# Online Autocad Course



## Pagaresav (Sep 23, 2019)

What is AutoCAD certification? How do you pass the exam?


----------



## FishTEX (May 15, 2013)

all depends on who is giving the exam.


going through a college means you will need to be proficient in a certain number of classes which adds up to "hours" with enough hours you will gain a certificate. 


if it's an online course, all depends what that course goes into detail about. 


autocad is massive so it's up to you how far down the rabbit hole you want to go. for most applications of autocad, you will not need to know everything about the program. learn what you need to do the task at hand, if you find interest in it. its a fun never ending learning curve. 


good luck.


----------



## jeffbx62 (Aug 19, 2019)

Pagaresav said:


> What is AutoCAD certification?
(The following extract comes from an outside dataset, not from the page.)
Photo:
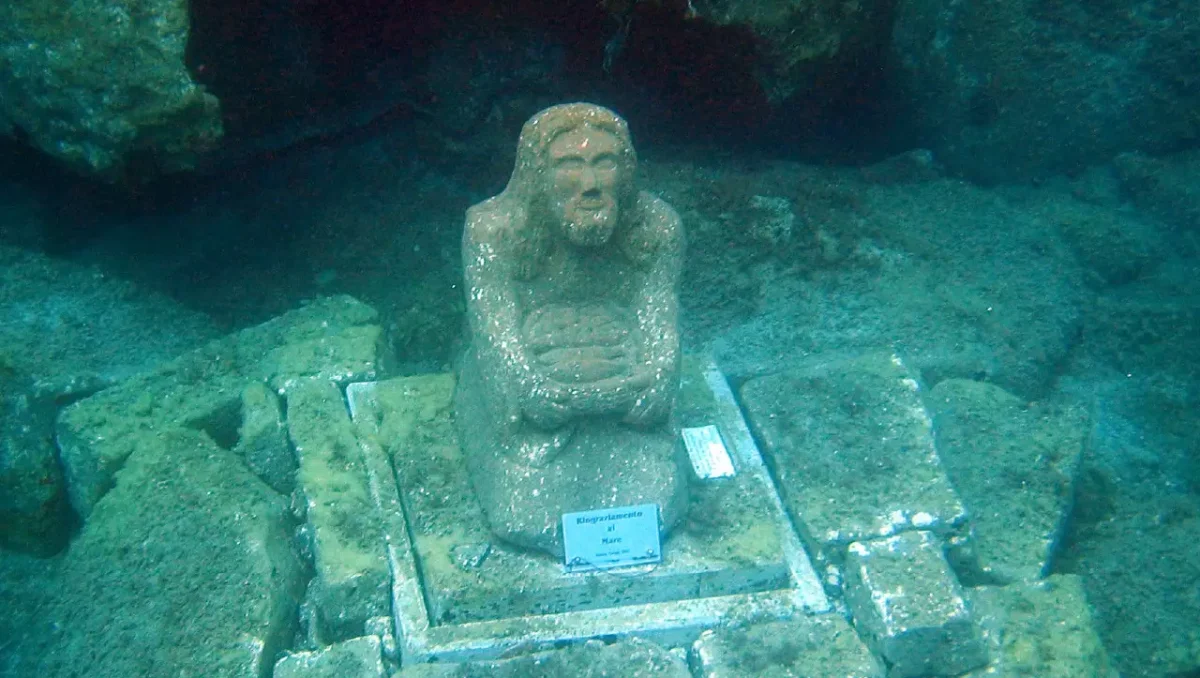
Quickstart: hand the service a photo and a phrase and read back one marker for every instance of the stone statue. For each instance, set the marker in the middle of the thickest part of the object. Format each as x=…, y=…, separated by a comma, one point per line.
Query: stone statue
x=564, y=396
How do you pass the exam?


No Such thing. Either you can operate the software, or you can't.

If you are in the Houston Area, go to the HORN Academy. They have 2 week intensive training course that will give you a good foundation.
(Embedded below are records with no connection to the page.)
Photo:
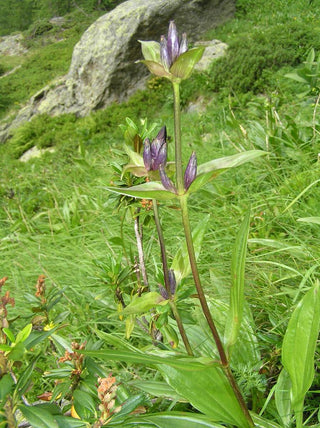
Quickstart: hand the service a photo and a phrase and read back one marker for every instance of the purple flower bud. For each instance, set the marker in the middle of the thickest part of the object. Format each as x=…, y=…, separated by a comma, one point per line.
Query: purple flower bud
x=165, y=180
x=147, y=159
x=183, y=44
x=172, y=281
x=164, y=55
x=173, y=42
x=155, y=153
x=161, y=158
x=162, y=134
x=191, y=171
x=163, y=292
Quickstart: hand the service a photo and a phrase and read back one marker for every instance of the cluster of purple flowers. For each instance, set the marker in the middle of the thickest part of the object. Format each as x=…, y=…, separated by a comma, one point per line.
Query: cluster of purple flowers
x=155, y=159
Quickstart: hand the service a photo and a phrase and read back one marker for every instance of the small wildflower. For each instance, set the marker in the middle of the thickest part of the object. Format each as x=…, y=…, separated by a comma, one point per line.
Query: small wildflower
x=171, y=58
Drawing Circles and Squares is all you will learn in a college AutoCAD class.

If you want some .DWG files to practice on, PM me...That's if you have ACAD software.


----------



## 348473 (Apr 12, 2017)

Don't you need the engineering background or do you have it already? If you did then you wouldn't be asking about AutoCad because you would have already been using AutoDesk suites, CATIA, SolidWorks etc???


----------



## jeffbx62 (Aug 19, 2019)

hurricane matt said:


> Don't you need the engineering background or do you have it already? If you did then you wouldn't be asking about AutoCad because you would have already been using AutoDesk suites, CATIA, SolidWorks etc???
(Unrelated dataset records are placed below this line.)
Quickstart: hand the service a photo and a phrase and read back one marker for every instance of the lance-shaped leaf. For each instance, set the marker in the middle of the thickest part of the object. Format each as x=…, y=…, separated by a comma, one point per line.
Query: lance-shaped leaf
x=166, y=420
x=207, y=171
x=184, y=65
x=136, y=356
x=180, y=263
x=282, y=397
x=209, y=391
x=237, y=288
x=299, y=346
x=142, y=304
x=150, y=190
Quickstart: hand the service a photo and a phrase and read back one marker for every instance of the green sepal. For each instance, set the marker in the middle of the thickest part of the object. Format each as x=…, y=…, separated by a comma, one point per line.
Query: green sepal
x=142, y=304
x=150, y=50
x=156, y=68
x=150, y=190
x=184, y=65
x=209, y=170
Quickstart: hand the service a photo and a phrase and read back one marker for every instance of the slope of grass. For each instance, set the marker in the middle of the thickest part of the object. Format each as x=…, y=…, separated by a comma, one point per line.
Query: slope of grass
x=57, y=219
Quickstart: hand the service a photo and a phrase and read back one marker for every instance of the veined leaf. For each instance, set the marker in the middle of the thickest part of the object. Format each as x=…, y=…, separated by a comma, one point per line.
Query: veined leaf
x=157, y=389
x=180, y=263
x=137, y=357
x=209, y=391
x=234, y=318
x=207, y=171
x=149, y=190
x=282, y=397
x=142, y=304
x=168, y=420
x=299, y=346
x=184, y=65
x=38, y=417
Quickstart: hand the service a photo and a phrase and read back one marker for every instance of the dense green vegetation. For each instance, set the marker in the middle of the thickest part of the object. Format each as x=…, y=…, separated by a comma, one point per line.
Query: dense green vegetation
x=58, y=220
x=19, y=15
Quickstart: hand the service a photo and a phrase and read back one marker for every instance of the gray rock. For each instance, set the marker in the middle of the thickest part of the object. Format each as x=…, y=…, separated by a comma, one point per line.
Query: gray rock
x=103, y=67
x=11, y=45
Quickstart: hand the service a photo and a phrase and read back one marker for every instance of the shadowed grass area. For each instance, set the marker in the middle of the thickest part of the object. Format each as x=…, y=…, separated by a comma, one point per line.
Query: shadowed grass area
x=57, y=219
I hire CAD Monkeys all the time. They don't have a clue about Engineering, but can draw whatever is sketched for them.

An Engineering background doesn't hurt at all. Actually gets you to the front of the line.


----------



## fishinguy (Aug 5, 2004)

I did a certification at University of Houston for MicroStation. 

I think the price was pretty reasonable as well. It was only a couple of weeks so it was not the full course. They had all the software and the stations setup so you didn't have to buy your own software. I would recommend something like this if you are interested in it.


----------